Some stakeholders have problems with the haste in passing it – wanting it to be passed in just three days; others have problems with certain sleight of hand tactics of the ruling party like the introduction of religion-based reservations through backdoor. Team Anna meanwhile has its own concerns, the primary one being their belief in the finality of their own wisdom which the Government draft wishes to negate.

Passage of the Bill using the characteristic brute power by the Government may do double damage – it will take  the wind out of the issue while at the same time render the entire 8-month old movement redundant. The Left parties have a point when they question the tearing haste with which the Bill is sought to be passed.
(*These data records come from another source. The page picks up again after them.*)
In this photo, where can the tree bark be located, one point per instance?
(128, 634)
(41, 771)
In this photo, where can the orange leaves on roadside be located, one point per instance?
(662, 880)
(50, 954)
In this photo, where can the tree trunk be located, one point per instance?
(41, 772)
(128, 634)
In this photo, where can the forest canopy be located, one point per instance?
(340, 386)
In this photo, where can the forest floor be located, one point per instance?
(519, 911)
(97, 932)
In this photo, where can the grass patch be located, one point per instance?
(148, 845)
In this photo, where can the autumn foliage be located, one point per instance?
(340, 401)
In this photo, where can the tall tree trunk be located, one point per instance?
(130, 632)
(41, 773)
Such an important legislation should have been discussed sufficiently before it is passed.

But the Government has no time. Anna’s threat of another fast and another nationwide movement looms over the Government. It can’t risk this at a time when it is heading for crucial elections in the coming months. However, Gurudas Dasgupta’s comment that ‘the Government is scared of an ex-bureaucrat, an ex-cop and someone who pretends to be the modern-day Mahatma’ is quite uncharitable.

He should instead have questioned the motives of the Government for bringing this Bill before the House at the fag end of the Winter Session. There can’t be any justification for this delay. This is the simple and age-old technique of procrastination that all governments follow with legislations that they don’t really want to pass. That the leaders of the Government were never interested in this Bill became obvious on several occasions in the last few months.
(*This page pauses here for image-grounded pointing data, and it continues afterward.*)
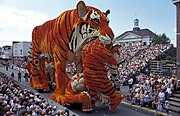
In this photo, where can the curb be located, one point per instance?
(144, 108)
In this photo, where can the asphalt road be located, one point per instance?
(124, 109)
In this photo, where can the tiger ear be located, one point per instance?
(81, 7)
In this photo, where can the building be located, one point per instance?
(20, 50)
(136, 37)
(6, 52)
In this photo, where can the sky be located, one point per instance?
(19, 17)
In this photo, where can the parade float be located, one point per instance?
(81, 35)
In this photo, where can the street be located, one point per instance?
(124, 109)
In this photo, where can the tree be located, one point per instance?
(161, 39)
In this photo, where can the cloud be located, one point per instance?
(17, 25)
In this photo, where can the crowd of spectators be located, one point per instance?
(152, 91)
(15, 101)
(135, 58)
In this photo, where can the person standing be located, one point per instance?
(12, 75)
(166, 106)
(19, 76)
(6, 68)
(26, 76)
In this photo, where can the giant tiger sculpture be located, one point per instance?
(56, 39)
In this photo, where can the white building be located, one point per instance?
(135, 37)
(20, 50)
(6, 52)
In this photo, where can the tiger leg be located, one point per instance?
(60, 79)
(108, 90)
(35, 70)
(43, 76)
(115, 98)
(83, 98)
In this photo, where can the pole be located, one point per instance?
(177, 3)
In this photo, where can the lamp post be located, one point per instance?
(177, 3)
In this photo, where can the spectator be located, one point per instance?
(6, 68)
(15, 101)
(19, 76)
(130, 82)
(26, 76)
(161, 95)
(12, 75)
(166, 106)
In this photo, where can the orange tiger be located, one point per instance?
(95, 58)
(55, 39)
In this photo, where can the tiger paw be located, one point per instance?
(58, 98)
(114, 102)
(38, 86)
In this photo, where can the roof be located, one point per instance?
(141, 32)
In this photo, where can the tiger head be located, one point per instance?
(90, 24)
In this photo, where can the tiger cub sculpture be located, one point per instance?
(95, 58)
(54, 39)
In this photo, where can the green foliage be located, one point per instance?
(161, 39)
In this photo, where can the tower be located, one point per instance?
(136, 25)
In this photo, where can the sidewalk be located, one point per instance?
(26, 85)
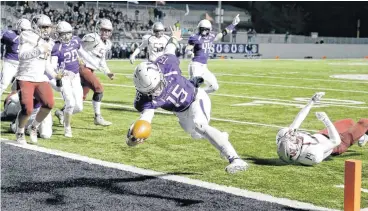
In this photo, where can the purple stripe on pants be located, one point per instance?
(202, 107)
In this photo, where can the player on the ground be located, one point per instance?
(12, 108)
(304, 148)
(96, 45)
(156, 43)
(199, 47)
(11, 41)
(32, 82)
(64, 55)
(161, 85)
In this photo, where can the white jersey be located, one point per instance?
(156, 46)
(97, 49)
(314, 150)
(33, 62)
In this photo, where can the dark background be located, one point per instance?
(338, 19)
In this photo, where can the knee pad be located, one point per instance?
(97, 97)
(26, 111)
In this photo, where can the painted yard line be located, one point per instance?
(294, 87)
(290, 101)
(288, 78)
(248, 97)
(181, 179)
(342, 186)
(275, 77)
(213, 118)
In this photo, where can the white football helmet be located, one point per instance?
(23, 25)
(105, 28)
(41, 24)
(204, 27)
(289, 146)
(64, 32)
(148, 79)
(158, 29)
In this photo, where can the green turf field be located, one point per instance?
(271, 86)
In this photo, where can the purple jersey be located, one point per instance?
(178, 94)
(202, 46)
(11, 41)
(68, 53)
Their handling of anti-corruption movements, be it led by Anna or Ramdeo, clearly betrayed their utter antipathy to the idea of Lokpal. It got reinforced by their farcical negotiations with Team Anna. Team Anna had to finally walk out of the negotiation room realising that the Government is just not interested.
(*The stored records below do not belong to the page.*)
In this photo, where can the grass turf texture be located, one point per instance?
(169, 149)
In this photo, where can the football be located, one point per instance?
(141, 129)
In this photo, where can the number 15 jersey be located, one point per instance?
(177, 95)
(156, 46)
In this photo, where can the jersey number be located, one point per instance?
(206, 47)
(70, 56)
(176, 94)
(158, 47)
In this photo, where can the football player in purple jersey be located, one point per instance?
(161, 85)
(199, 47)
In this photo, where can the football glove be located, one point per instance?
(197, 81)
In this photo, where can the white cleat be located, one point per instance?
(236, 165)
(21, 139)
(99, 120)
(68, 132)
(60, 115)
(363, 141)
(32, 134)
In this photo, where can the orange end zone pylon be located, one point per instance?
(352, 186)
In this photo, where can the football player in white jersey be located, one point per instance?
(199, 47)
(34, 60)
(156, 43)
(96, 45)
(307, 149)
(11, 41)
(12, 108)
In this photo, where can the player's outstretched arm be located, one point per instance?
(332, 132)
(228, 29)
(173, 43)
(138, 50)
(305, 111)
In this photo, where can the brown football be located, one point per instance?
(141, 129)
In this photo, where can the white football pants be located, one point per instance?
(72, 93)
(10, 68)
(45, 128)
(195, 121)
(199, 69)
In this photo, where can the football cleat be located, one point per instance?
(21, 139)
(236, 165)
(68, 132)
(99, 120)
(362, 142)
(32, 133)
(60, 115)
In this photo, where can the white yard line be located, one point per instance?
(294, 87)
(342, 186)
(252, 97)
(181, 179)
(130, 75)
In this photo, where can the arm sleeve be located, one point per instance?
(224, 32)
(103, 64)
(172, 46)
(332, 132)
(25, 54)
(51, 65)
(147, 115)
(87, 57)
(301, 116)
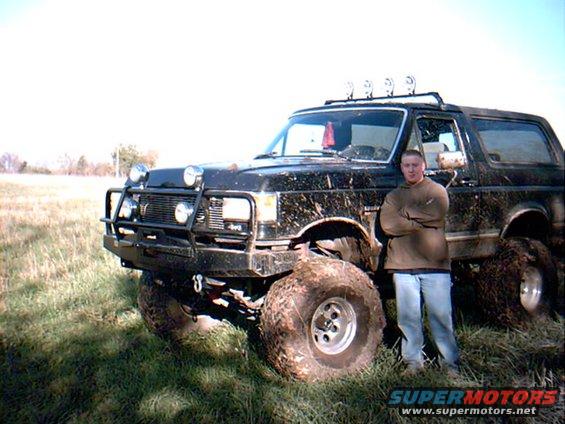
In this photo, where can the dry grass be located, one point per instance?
(74, 347)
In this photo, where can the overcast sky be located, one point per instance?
(200, 81)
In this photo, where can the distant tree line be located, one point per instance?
(128, 155)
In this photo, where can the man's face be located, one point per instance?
(413, 169)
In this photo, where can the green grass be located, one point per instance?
(74, 347)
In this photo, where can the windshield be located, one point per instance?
(355, 134)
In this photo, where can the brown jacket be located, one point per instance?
(414, 218)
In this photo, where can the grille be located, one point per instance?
(215, 219)
(160, 208)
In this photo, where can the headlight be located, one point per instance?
(128, 209)
(266, 207)
(236, 209)
(192, 176)
(183, 211)
(138, 173)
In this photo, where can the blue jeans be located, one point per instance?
(436, 289)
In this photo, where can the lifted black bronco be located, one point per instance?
(292, 236)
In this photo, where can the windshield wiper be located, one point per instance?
(266, 155)
(327, 152)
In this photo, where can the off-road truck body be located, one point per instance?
(286, 235)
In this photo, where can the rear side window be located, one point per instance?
(513, 141)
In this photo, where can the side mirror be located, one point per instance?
(451, 160)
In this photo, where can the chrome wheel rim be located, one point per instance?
(531, 289)
(333, 325)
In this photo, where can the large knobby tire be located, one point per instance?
(517, 284)
(322, 321)
(165, 316)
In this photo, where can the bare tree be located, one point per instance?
(10, 163)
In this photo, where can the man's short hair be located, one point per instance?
(412, 152)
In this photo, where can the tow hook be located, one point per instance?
(197, 283)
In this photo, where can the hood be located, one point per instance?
(279, 174)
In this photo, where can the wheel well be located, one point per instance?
(346, 241)
(530, 224)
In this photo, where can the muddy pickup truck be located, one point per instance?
(291, 238)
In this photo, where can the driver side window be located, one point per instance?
(437, 135)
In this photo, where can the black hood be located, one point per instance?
(278, 174)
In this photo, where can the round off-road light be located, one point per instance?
(192, 175)
(128, 209)
(182, 212)
(410, 83)
(138, 173)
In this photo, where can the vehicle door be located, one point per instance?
(435, 132)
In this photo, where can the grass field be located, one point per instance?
(74, 347)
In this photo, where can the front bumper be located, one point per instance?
(218, 262)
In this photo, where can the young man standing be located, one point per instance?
(413, 215)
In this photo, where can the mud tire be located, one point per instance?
(287, 328)
(166, 316)
(504, 277)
Naturally for the Government all that is needed is an excuse to not pass the Bill. The way it was drafted and the craftiness with which the irrelevant issue of Minority reservations got tagged to it bares the real intentions of the Government. Senior and respected Minister Pranab Mukharjee tried a trick in the Parliament when he insisted that the question of Minority reservations as part of Lokpal Bill is a question of Legislative competence of the House.

This is an utterly fraudulent argument. Firstly, the Lokpal is not an institution for empowerment. It is an institution for eradicating corruption. What we needed were provisions to pick up people with enough profile to tackle corruption irrespective of caste, creed, language, sex or religion. All these considerations are necessary only when we promulgate laws for affirmative action. In that sense Pranabda’s argument of Legislative competence is misleading.

Secondly it is a wise trap in which it appeared that even the Opposition had initially walked into. The line of argument of some Members of the Opposition that the courts will reject such legislation indicates this amply. What needs to be made clear is that the question is not whether the courts will uphold the provision or not; the question is whether the Constitution permits such a legislation to be passed. In that sense the Legislature is not competent to promulgate or pass any Law that goes against the Constitution.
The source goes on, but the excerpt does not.